Rachel and Muntze are very different from the heroes and heroines of war-era and postwar propaganda movies. Their relationship exists in a pressurized bubble of ambiguity beyond each of their stated political goals. Stylistically, Verhoeven’s trademark Hitchcockian influence comes through in suspense scenes that put a lump in your throat. When Rachel bugs Muntze’s office so the resistance can plan their mission to release their comrade prisoners, Verhoeven takes full advantage of the highly charged situation.
Nothing is black and white. Verhoeven told Sight & Sound magazine that "the whole story is revisionism," so he had to "revise the revisionism to tell the reality." The triumph of the Dutch resistance turns the victors into brutes as vile as the Nazis that they depose. Rachel’s quest for revenge turns back on itself after she’s branded a traitor by the guerrilla movement, and she realizes that the people she trusted most were also guilty of insidious atrocities.
The film explodes the reality of war profiteers that lurk in the blind spots of both sides of the conflict.

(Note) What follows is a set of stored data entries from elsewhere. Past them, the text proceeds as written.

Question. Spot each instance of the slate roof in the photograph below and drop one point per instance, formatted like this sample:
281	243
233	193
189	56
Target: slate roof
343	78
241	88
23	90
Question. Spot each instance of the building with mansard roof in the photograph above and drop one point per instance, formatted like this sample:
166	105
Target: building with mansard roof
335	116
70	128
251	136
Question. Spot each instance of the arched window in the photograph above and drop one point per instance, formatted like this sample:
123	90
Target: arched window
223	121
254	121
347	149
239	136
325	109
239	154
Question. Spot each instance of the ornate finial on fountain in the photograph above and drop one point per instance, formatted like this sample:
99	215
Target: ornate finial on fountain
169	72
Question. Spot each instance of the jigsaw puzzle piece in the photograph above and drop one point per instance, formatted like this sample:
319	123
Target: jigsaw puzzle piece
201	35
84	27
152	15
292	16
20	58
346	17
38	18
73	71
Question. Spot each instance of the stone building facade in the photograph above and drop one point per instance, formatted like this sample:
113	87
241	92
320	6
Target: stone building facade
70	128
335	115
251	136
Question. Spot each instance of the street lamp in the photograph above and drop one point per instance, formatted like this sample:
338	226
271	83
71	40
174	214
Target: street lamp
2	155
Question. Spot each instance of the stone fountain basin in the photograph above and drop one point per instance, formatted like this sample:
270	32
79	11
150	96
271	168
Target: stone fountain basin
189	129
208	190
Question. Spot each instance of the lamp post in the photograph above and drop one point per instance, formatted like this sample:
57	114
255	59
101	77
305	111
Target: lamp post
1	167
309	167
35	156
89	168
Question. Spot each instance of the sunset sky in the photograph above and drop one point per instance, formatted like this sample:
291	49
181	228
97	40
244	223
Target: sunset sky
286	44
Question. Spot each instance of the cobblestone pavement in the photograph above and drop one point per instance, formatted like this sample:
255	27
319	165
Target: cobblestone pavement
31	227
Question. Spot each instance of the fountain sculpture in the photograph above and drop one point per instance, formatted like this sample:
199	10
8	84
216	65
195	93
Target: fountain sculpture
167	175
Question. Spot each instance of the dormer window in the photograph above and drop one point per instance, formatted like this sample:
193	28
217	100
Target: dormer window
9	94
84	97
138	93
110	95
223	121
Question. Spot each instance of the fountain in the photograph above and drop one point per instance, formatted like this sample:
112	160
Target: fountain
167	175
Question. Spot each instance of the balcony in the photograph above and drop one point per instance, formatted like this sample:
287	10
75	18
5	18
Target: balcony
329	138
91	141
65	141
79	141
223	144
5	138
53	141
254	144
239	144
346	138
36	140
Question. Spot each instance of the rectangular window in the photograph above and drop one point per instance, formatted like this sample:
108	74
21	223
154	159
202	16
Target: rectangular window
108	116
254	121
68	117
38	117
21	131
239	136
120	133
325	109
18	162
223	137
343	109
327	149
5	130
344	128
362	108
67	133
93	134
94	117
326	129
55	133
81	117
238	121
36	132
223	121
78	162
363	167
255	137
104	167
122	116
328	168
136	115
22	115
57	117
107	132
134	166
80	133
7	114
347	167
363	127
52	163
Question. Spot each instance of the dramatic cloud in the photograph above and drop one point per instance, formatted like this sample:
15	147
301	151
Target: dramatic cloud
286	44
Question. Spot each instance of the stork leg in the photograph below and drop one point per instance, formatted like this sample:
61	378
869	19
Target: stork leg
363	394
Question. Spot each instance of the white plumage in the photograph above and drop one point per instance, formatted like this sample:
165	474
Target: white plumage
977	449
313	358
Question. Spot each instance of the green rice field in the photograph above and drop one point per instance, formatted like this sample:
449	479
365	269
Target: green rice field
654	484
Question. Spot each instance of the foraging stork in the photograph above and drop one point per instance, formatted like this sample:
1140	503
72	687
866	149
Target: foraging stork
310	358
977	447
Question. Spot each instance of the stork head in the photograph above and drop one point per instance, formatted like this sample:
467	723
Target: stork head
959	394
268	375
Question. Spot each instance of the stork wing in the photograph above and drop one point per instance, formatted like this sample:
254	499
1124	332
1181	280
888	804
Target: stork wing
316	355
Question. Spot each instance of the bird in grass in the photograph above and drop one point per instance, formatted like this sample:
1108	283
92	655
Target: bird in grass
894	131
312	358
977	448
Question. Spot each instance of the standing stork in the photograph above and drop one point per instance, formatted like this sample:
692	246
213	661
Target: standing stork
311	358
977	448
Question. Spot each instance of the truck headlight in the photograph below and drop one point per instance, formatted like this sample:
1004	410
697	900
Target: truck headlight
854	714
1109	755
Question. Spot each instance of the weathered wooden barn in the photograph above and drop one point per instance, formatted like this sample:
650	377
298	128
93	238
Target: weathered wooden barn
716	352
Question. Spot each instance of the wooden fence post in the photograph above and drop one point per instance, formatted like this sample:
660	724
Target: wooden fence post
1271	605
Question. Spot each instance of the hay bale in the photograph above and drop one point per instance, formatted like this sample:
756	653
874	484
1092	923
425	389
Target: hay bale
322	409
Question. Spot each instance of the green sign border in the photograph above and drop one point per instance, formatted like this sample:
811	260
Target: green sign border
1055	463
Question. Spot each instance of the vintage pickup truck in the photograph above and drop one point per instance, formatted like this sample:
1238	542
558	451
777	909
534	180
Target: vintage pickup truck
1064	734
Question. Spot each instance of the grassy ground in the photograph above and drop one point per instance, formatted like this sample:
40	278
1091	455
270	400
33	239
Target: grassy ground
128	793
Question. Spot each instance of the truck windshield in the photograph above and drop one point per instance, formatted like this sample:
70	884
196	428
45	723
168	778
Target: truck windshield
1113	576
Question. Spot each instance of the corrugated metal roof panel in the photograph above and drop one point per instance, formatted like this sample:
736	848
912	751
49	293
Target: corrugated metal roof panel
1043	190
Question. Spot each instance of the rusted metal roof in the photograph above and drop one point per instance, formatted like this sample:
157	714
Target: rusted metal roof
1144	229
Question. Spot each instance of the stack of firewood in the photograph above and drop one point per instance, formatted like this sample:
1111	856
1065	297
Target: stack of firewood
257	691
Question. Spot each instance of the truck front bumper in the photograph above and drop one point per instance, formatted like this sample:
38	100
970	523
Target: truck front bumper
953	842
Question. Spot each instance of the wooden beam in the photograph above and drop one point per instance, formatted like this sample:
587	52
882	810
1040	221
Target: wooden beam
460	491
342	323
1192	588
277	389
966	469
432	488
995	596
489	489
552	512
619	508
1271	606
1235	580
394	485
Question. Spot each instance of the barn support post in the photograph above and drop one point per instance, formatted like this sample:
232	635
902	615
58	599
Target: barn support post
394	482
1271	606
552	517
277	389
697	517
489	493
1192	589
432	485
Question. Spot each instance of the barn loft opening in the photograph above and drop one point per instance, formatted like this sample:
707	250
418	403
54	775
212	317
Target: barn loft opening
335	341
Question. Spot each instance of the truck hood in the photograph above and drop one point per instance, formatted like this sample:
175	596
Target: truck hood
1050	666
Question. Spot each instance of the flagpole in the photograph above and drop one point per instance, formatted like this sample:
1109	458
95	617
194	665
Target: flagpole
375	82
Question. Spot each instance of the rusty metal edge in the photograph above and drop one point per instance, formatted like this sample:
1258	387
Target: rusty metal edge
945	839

The immense amount of cunning that Rachel exhibits to undo her oppressors is nothing compared to the maze of artifice put in her way by the people to whom she remained loyal. The film is far more judgmental than it seems. When a resistance leader rescues Rachel after having 40 gallons of feces dumped on her by a gaggle of fellow prisoners, it’s only so he can get her alone to inflict a worse punishment. Only her lightness of spirit keeps Rachel alive, but when she finally exacts her long-delayed retribution, she no hero, no martyr, merely a lonely Jewish woman who will never be free.
At 68, Paul Verhoeven is an artistic and intelligent director on a scale with Bernardo Bertolucci ("1900"). “Black Book” is the most dynamic achievement of the 25 films he’s made. For detractors unable to see beyond Verhoeven’s grand-scale failure "Showgirls," or acknowledge the brilliant satire of "Starship Troopers," "Black Book" might seem a bombastic flexing of narrative muscle.
From composer Anne Dudley’s thundering musical score to cinematographer Karl Walter Lindenlaub’s sensational camerawork,"Black Book" is a wartime movie that embraces irony, action, sex, and tragedy as equal parts of a significant human struggle. Verhoeven uses theatricality to simultaneously balance the suffering without giving into sentimentality or preachy posturing. The Dutch director has learned from Hollywood how to better shape and pace a film, while still giving his characters room to breathe. The question is; what will Hollywood learn from Verhoeven.